A MASSIVE data breach was reported on June 11 when a bot in a Telegram channel called “hak4learn” offered access to the private information data of millions of vaccinated Indians, according to the Wired website.
The bot allowed anyone to enter a phone number or Aadhaar (India’s national ID) number to access personal information like name, passport number, and date of birth of individuals.
The data appears to have come from India’s CoWIN vaccination tracking app, which has more than one billion registered users.
“The scale of the data breach is what makes it hard to guess the repercussions,” says Srikanth Lakshmanan, a researcher who runs the digital payments collective Cashless Consumer. “Conservative estimates mean at least personal data of several hundred million users was exposed.”
Local news outlets have been able to use the bot to access the personal information of politicians. Wired couldn’t independently verify their reporting; by the morning of June 12 the bot was inactive.
India’s digital public infrastructure has expanded massively over the past several years, with the growing popularity of the Aadhaar identity system, the proliferation of the digital payments system United Payments Interface, and the launch of CoWIN.
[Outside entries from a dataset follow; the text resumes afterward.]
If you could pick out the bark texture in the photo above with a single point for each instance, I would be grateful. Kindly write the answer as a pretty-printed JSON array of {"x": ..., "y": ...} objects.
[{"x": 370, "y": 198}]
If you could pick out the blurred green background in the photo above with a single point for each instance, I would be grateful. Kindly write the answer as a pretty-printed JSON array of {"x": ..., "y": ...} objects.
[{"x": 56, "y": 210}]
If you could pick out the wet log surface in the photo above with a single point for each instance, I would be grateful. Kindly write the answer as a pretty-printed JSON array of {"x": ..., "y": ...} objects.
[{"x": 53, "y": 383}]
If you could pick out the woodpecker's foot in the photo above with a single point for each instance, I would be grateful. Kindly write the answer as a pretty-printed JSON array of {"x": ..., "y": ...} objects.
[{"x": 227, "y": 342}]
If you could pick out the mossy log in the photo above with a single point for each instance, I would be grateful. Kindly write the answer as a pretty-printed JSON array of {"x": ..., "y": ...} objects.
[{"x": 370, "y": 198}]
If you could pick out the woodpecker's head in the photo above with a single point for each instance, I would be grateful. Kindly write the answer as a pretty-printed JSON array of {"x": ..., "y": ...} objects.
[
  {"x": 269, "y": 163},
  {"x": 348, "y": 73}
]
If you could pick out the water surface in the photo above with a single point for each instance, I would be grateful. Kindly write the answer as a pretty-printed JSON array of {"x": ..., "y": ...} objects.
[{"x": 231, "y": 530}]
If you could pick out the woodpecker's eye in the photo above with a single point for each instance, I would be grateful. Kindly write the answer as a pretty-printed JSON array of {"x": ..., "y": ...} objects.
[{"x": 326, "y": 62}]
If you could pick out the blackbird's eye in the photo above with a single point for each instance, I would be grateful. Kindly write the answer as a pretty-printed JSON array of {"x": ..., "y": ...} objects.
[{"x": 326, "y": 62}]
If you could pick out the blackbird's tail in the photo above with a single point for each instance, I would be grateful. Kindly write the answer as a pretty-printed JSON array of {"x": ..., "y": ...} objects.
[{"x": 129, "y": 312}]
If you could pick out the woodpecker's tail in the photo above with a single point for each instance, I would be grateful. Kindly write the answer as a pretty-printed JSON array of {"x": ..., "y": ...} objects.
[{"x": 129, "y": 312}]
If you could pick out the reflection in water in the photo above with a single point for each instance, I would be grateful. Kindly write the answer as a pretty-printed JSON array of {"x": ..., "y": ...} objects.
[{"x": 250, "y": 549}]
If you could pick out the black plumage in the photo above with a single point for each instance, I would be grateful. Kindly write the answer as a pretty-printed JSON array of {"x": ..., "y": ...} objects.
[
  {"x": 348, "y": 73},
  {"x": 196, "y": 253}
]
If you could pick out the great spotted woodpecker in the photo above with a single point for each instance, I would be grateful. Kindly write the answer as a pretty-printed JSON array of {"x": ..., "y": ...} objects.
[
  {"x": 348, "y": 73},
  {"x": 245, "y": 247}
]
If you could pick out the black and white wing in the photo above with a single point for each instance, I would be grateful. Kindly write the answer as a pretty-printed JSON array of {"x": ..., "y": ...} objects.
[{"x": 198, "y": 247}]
This growth has meant that there is a vast amount of public data on file, but digital rights experts worry that cybersecurity and legal frameworks around data storage haven’t kept pace with the growth.
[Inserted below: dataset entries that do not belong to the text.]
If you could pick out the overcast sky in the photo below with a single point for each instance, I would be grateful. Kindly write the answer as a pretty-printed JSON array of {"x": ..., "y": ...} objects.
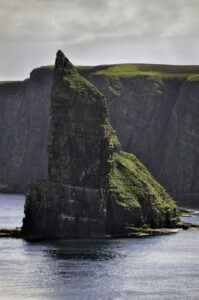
[{"x": 92, "y": 32}]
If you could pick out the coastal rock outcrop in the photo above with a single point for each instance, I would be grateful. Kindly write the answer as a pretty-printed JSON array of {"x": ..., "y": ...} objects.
[
  {"x": 93, "y": 188},
  {"x": 153, "y": 108}
]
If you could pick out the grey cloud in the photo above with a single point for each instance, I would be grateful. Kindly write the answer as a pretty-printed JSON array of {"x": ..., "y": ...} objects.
[{"x": 104, "y": 25}]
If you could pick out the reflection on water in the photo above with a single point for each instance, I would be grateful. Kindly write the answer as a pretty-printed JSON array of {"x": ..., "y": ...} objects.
[
  {"x": 78, "y": 249},
  {"x": 165, "y": 267}
]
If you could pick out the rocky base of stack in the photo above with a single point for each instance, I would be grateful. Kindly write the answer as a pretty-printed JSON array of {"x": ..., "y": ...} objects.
[{"x": 55, "y": 211}]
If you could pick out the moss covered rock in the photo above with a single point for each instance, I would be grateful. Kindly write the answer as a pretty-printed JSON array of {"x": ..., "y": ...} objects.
[{"x": 93, "y": 188}]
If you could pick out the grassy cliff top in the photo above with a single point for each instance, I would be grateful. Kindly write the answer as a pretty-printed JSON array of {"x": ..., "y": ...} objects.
[
  {"x": 148, "y": 70},
  {"x": 128, "y": 70},
  {"x": 133, "y": 182}
]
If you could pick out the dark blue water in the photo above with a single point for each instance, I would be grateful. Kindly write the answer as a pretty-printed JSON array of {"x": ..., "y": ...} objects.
[{"x": 165, "y": 267}]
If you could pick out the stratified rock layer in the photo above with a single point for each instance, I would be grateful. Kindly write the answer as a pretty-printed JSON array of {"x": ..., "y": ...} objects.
[
  {"x": 93, "y": 188},
  {"x": 155, "y": 116}
]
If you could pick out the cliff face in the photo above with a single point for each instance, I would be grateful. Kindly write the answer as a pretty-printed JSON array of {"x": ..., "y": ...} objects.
[
  {"x": 24, "y": 114},
  {"x": 155, "y": 117},
  {"x": 93, "y": 188}
]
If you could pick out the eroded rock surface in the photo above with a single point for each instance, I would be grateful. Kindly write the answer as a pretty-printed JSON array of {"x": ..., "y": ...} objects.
[{"x": 93, "y": 188}]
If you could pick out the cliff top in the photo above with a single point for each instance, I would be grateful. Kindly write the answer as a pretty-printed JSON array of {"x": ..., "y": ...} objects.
[{"x": 128, "y": 70}]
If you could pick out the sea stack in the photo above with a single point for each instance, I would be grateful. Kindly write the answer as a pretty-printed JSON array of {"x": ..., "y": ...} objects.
[{"x": 93, "y": 189}]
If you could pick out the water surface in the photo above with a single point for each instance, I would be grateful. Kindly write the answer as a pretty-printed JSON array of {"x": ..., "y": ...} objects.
[{"x": 165, "y": 267}]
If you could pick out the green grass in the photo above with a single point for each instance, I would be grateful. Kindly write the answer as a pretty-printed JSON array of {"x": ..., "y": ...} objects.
[
  {"x": 133, "y": 182},
  {"x": 148, "y": 69}
]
The health ministry has said that claims that the CoWIN portal has been breached are “without any basis” and that the Computer Emergency Response Team, the agency responsible for responding to cybersecurity incidents, has been asked to investigate.
India’s IT minister, Rajeev Chandrasekhar, tweeted that the data accessed by the bot is from a “threat actor database” and that “it does not appear that CoWIN app or database has been directly breached.”
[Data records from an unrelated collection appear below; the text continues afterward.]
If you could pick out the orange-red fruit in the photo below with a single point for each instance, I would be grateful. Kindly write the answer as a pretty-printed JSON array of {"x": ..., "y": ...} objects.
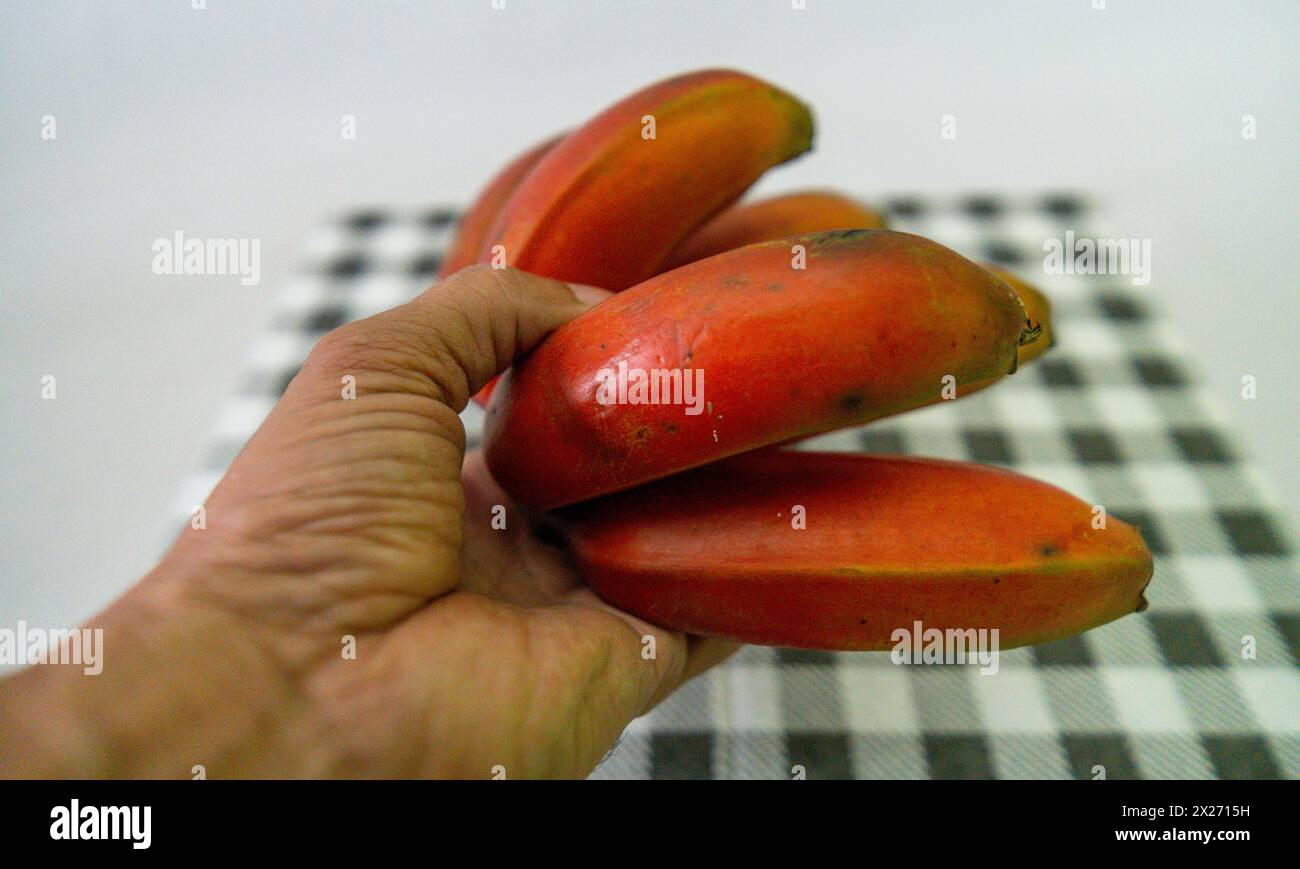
[
  {"x": 888, "y": 543},
  {"x": 480, "y": 216},
  {"x": 793, "y": 213},
  {"x": 778, "y": 341},
  {"x": 609, "y": 203},
  {"x": 1038, "y": 308}
]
An independent report by digital risk monitoring platform CloudSEK seems to validate this to some extent. The company’s research suggests that rather than having access to the entire CoWIN database or backend, the hackers may have instead gotten hold of multiple credentials from health workers, allowing them more limited access to records.
“What CloudSEK knows with high confidence is that threat actors have access to multiple credentials that belong to health workers that could be used to access the CoWIN portal for those individual health workers and the data they have access to,” says Rahul Sasi, chief executive of CloudSEK. “What we also speculate is some sort of unauthenticated API that would have allowed attackers to query specific user details. But there is no proof at this point of time.”
CoWIN was launched in January 2021 as the foundation of India’s vaccination drive. The platform, which was also available as a mobile app, was used by people to book their vaccination slots and generate a vaccination certificate for themselves and their family members. The government at the time was criticized for making CoWIN the only way for Indians to book a vaccination appointment, excluding millions who didn’t have access to a smartphone or the internet.
This isn’t the first time the news of a CoWIN database has surfaced. In 2021, Dark Leak Market, a hacker group, said it had access to the data of 150 million Indians registered on CoWIN.